Theory¶

From intuition to implementation¶

You already solve bandit problems every day. You just don't call them that.

This series builds from everyday decision-making to the exact algorithm buildlog uses to select rules. No prerequisites beyond curiosity. By the end, the math won't feel like math — it'll feel like common sense you finally have notation for.

The arc¶

Page	What you'll learn	The intuition
The Restaurant Problem	Exploration vs. exploitation	Trying new restaurants vs. going to your favorite
The Price of Learning	Regret and why it matters	Every bad meal is a missed good one
Keeping Score	Beta distributions	How to represent "I think this is good but I'm not sure"
Making Decisions	Thompson Sampling	Let uncertainty guide exploration
Context Changes Everything	Contextual bandits	You wouldn't pick the same restaurant for a date and a quick lunch

Where this connects¶

buildlog uses a Thompson Sampling contextual bandit to decide which engineering rules to surface in your editor.
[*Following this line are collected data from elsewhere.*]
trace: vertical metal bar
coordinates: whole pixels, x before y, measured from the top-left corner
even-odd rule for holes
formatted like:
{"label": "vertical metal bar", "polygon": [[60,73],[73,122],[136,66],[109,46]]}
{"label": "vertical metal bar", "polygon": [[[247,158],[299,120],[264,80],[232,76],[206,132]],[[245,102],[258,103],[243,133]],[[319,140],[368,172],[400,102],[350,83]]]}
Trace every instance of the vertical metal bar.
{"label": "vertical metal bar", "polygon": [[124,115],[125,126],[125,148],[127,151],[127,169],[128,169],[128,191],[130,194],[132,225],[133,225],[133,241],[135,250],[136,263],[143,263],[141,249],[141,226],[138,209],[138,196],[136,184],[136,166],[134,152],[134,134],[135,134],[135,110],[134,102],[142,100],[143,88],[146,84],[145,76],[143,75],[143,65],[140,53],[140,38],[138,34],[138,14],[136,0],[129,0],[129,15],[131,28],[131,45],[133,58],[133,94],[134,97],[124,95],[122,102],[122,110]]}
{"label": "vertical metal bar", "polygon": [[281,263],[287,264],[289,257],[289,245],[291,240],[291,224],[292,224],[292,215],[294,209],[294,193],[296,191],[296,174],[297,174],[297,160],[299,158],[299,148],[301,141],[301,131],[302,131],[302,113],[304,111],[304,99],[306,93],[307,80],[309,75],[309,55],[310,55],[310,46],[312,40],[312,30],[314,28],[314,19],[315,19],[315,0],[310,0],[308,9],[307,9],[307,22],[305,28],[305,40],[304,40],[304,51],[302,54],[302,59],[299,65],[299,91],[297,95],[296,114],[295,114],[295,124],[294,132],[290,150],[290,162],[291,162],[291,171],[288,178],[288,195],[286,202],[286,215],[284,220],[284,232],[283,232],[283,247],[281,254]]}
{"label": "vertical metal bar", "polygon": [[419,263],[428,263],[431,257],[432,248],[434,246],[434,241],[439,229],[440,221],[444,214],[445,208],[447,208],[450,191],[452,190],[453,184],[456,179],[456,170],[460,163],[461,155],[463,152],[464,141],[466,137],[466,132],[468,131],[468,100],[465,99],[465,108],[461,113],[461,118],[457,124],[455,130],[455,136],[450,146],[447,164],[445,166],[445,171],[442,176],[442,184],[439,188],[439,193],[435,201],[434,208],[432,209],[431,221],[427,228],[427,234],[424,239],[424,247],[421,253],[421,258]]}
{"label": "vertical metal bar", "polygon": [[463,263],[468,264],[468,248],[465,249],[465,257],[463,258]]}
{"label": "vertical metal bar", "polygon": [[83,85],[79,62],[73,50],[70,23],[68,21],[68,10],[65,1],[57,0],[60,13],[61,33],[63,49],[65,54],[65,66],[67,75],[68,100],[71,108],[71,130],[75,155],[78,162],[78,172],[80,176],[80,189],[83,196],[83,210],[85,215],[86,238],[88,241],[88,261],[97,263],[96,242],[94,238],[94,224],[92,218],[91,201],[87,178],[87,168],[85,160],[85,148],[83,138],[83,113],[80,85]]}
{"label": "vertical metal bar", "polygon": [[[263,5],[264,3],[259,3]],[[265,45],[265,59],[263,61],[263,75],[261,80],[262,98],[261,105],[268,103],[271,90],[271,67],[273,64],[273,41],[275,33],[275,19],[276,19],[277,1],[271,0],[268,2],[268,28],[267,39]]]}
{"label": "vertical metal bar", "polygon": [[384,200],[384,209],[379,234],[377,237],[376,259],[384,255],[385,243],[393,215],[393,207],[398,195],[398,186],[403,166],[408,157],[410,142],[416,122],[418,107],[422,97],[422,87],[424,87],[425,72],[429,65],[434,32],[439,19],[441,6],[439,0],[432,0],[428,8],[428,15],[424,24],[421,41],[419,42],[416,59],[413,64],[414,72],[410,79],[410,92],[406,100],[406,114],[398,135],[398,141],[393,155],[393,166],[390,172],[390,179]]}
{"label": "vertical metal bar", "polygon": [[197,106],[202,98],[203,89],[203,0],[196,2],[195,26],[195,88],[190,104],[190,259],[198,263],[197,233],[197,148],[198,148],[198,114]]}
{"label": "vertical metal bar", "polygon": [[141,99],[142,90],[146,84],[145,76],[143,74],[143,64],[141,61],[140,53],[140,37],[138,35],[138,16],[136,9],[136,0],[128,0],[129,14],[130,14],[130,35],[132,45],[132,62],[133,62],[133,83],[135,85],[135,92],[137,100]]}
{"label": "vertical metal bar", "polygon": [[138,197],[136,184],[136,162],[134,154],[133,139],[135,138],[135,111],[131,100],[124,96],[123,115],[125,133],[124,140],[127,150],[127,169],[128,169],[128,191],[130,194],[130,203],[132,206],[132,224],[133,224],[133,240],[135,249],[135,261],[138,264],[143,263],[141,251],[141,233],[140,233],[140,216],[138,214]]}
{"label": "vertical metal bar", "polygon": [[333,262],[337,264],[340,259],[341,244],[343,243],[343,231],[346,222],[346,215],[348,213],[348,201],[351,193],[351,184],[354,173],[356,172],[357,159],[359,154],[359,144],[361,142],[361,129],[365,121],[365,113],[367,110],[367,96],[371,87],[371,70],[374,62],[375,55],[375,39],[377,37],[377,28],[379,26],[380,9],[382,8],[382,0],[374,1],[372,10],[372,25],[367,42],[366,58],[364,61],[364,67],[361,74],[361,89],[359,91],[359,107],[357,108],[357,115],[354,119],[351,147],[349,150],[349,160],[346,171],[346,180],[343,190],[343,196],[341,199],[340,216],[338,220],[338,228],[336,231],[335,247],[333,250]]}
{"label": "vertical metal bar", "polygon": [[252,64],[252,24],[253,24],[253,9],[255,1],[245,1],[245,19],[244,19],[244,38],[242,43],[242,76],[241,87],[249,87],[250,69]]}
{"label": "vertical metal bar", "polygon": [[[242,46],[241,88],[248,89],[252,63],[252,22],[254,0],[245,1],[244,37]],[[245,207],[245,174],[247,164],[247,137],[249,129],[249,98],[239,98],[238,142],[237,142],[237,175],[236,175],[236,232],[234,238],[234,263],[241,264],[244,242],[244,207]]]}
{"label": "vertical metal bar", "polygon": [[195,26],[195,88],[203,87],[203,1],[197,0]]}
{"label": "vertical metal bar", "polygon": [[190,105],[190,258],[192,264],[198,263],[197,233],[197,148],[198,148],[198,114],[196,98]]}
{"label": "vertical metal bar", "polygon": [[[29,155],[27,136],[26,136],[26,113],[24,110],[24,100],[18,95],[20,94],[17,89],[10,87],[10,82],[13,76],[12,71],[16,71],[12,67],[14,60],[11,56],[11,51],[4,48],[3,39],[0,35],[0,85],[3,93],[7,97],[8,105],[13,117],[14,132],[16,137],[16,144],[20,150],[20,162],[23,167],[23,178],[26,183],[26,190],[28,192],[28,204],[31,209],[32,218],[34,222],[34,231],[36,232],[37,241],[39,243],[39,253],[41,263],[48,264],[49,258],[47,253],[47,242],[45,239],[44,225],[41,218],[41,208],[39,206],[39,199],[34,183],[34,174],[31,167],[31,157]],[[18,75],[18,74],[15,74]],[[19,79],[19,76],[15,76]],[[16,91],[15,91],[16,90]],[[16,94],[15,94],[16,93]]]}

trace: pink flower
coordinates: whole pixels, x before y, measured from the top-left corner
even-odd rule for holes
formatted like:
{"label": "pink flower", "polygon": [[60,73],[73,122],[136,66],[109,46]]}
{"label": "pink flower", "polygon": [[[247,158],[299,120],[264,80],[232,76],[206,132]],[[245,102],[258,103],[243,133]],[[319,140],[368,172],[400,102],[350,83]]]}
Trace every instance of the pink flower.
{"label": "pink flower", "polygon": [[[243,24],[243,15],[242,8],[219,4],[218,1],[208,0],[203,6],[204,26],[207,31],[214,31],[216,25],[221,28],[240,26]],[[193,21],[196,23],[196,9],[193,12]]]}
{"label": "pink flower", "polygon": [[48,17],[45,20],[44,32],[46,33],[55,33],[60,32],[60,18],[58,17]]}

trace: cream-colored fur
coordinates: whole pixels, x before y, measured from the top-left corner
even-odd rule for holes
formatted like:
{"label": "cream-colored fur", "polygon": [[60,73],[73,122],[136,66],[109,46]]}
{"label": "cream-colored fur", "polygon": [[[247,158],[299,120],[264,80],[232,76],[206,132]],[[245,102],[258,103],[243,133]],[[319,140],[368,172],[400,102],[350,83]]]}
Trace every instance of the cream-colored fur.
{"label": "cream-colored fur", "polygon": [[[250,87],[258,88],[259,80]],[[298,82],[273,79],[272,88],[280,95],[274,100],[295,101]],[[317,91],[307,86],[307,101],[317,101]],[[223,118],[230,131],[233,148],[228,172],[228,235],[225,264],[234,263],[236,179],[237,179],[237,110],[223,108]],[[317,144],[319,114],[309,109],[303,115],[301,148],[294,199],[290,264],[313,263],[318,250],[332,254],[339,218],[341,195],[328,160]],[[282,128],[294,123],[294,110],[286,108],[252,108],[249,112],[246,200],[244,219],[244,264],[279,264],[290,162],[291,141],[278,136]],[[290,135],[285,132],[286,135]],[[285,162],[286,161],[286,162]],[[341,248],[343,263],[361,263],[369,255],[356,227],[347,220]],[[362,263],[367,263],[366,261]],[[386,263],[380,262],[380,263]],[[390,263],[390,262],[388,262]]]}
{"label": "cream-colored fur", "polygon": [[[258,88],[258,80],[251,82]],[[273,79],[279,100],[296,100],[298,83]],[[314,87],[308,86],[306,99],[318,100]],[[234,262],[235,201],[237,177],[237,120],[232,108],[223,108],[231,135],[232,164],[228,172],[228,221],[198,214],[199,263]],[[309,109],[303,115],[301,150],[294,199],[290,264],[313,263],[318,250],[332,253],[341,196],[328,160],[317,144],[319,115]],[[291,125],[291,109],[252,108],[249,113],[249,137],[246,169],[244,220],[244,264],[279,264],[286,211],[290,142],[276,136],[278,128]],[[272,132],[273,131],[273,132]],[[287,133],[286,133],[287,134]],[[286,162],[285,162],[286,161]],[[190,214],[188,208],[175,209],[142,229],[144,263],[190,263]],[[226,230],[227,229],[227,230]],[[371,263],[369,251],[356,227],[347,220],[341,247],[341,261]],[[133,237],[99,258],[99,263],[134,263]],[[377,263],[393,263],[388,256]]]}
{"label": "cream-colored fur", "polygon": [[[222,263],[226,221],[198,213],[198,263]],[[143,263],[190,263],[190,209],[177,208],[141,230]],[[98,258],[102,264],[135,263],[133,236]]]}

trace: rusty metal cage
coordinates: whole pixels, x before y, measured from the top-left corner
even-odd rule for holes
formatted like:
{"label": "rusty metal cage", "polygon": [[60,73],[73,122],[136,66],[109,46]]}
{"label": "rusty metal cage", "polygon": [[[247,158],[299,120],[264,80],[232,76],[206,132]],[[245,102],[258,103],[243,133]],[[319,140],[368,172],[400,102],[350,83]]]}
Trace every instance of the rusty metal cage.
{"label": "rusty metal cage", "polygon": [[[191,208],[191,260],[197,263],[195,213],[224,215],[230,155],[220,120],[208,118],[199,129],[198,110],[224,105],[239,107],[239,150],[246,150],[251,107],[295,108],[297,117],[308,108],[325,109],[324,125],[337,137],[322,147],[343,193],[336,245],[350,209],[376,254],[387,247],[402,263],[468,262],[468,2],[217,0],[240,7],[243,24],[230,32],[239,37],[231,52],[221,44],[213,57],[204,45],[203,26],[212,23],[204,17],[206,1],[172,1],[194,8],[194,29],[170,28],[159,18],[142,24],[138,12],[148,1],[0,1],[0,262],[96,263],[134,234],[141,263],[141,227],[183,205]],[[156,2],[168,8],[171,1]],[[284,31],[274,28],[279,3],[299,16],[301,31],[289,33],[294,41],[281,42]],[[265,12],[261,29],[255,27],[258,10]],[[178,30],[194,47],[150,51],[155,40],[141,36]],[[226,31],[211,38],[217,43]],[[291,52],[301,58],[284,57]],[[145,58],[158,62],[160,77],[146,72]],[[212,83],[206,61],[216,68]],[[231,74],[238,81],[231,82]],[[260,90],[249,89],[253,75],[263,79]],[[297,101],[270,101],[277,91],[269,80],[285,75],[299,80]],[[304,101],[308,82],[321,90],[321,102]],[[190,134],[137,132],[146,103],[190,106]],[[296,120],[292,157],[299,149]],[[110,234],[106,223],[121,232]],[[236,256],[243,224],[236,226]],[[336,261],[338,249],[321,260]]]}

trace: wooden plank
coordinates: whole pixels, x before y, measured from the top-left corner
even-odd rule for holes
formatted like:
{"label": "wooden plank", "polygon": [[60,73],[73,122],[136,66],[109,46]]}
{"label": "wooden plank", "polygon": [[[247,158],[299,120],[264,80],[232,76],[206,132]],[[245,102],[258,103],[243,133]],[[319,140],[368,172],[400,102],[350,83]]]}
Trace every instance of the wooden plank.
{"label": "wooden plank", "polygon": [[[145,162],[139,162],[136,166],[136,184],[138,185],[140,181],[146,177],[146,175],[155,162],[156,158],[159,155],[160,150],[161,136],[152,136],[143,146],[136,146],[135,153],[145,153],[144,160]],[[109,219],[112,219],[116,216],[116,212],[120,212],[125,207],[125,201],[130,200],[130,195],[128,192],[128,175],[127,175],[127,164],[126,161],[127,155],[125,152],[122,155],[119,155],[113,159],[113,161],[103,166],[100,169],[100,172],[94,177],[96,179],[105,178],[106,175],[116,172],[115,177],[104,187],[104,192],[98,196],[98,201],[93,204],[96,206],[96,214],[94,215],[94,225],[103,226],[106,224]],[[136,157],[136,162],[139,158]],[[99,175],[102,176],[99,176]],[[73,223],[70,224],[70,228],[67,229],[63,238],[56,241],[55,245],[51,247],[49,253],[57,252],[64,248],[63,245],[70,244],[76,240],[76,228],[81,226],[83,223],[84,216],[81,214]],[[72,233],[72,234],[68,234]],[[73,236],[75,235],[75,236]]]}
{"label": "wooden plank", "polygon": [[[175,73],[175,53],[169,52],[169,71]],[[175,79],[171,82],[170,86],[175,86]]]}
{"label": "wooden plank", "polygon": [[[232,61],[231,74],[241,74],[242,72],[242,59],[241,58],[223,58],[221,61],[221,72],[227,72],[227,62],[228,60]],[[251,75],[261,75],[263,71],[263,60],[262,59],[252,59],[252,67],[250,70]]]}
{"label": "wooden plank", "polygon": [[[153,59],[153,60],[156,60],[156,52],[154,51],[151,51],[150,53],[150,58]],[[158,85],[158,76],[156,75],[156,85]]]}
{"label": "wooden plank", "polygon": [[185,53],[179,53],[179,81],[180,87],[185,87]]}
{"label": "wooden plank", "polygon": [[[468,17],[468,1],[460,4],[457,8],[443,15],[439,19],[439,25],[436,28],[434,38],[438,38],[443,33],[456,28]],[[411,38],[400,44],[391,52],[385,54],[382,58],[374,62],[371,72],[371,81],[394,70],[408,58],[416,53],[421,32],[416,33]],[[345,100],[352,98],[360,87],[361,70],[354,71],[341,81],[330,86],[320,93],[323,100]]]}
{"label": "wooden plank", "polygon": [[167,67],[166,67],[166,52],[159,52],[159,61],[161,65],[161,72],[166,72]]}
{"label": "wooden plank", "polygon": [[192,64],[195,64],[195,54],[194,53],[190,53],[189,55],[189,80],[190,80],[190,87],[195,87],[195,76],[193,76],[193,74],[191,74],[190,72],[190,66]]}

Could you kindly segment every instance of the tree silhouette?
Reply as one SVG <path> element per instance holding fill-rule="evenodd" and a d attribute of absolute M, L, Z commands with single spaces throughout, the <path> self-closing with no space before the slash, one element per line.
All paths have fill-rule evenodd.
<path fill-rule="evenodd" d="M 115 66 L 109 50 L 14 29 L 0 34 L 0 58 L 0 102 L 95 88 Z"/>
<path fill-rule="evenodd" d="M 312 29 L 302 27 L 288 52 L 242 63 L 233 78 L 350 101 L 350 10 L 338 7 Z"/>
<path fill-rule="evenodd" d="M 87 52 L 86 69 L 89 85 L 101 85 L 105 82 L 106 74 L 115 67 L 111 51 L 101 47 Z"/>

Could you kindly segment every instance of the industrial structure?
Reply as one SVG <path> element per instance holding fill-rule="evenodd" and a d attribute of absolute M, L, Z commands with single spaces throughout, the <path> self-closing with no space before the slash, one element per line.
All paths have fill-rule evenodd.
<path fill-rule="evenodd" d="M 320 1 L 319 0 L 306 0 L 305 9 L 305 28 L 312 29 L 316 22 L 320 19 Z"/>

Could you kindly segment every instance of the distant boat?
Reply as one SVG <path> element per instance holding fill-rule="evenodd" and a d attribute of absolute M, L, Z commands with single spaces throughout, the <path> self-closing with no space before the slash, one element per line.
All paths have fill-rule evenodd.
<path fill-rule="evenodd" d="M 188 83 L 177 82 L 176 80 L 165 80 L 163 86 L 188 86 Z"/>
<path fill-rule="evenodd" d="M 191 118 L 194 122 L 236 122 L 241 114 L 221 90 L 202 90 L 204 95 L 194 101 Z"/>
The "restaurants" are rules. The "meals" are coding sessions. The "reviews" are whether you made the same mistake again.

Everything in this series maps directly to src/buildlog/core/bandit.py. The theory isn't academic — it's the code running in your terminal.

Who this is for¶

Engineers who want to understand why Thompson Sampling, not just that it works
The curious who want intuition before formalism
Skeptics who want to verify the math themselves

No probability background required. If you can follow a restaurant analogy, you can follow the math.